Warning--some spoilers ahead.So my wife was out of town this weekend and it was just me and the two kids. Needing to kill some time and to take my youngest's mind off the fact that mommy was away, I brought them to see the new Pixar animated film
Up. And I found myself enjoying the film far more than I had anticipated.
Animated films are catering more and more to parents as well as their children (a smart move, given that we're stuck in the seats too), and I found
Up to be not only very entertaining and enjoyable, but thematically ambitious and, to some degree, rather adult.
In addition to containing a good deal of comedy and fun,
Up is also a film about coping with the death of a loved one. I was very moved by the opening 15 minutes of the film, which is a brilliantly rendered montage of what life inevitably holds for us all. I can't recall another animated children's film that confronts the viewer with growing old, getting sick, and dying.
Up not only reminds us of our mortality, but spends the next 80 minutes or so facing it head on, examining how we can move on with the next phase of their lives. I'm not sure if all kids will understand what's going on (my older daughter did, but not my youngest, who's four), but its certainly an ambitious undertaking.
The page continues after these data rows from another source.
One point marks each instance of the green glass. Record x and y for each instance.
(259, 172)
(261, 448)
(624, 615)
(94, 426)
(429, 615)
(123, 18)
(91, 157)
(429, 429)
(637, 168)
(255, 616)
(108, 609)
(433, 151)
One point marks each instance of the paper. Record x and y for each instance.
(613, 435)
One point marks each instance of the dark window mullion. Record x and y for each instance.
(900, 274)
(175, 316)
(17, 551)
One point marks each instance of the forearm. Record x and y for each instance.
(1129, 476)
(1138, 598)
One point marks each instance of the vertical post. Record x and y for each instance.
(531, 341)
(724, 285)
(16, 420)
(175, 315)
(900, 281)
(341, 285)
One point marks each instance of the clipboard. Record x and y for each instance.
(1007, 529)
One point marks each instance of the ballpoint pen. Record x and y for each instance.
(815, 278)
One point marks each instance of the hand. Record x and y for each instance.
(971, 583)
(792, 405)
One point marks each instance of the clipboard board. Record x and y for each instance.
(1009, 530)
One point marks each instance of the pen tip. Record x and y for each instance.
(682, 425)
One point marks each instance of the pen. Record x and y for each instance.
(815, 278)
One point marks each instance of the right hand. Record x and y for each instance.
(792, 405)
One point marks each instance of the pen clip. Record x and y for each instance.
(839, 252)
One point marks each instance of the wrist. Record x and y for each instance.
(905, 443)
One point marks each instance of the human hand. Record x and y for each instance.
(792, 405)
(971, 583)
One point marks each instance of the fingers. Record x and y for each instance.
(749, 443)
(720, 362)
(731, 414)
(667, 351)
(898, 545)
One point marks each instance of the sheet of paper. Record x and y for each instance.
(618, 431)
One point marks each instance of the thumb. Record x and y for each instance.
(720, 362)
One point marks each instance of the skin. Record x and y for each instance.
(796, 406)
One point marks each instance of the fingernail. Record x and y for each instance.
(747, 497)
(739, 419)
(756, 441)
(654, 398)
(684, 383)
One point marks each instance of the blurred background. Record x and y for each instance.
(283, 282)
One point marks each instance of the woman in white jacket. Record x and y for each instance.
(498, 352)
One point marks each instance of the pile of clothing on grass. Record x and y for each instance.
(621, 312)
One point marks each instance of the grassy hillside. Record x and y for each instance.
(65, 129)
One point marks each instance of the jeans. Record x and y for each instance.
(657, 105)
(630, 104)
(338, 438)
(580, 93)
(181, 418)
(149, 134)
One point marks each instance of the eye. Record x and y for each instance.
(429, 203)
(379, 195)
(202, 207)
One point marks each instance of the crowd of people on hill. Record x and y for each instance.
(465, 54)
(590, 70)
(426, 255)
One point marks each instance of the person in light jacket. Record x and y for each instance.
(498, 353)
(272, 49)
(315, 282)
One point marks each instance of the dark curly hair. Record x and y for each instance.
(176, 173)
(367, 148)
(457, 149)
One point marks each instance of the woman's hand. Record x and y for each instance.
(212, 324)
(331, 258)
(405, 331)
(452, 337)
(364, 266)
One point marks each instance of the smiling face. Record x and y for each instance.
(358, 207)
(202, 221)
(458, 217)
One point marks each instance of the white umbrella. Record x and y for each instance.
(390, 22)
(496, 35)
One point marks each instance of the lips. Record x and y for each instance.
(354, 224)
Up is also about finding meaning in our lives, even when we don't accomplish all we had set out to do, as well as the importance of turning the page on the past. It does so through contrasting Carl Frederickson, the old man and the central figure of the story, with Charles Muntz, Frederickson's boyhood hero. Muntz was wronged as a young man by the scientific community who question his discovery of the fossil remains of a large tropical bird. Humilated by the experience, Muntz spends the rest of his life searching for a living specimen in the hopes of exonerating himself and showing up his critics. Muntz' monomanical search renders his life lonely and empty, and indeed his mode of transportation--the zeppelin
Spirit of Adventure--is full of skeletons, a symbol of the dry, dessicated past of which he cannot rid himself.
Likewise, Frederickson clings to his house after his wife passes away, and as the film moves on it becomes a literal albatross that he drags from place to place. But unlike Muntz, he eventually finds the strength to turn the page. There's a great scene near the end where, piece by piece, he unburdens his spirit of the heavy furniture of his past and is able to soar again.
If this sounds all rather deep for an animated film, well, it is, which is why I left
Up pleasantly surprised, and why I highly recommend it (your kids will love it too).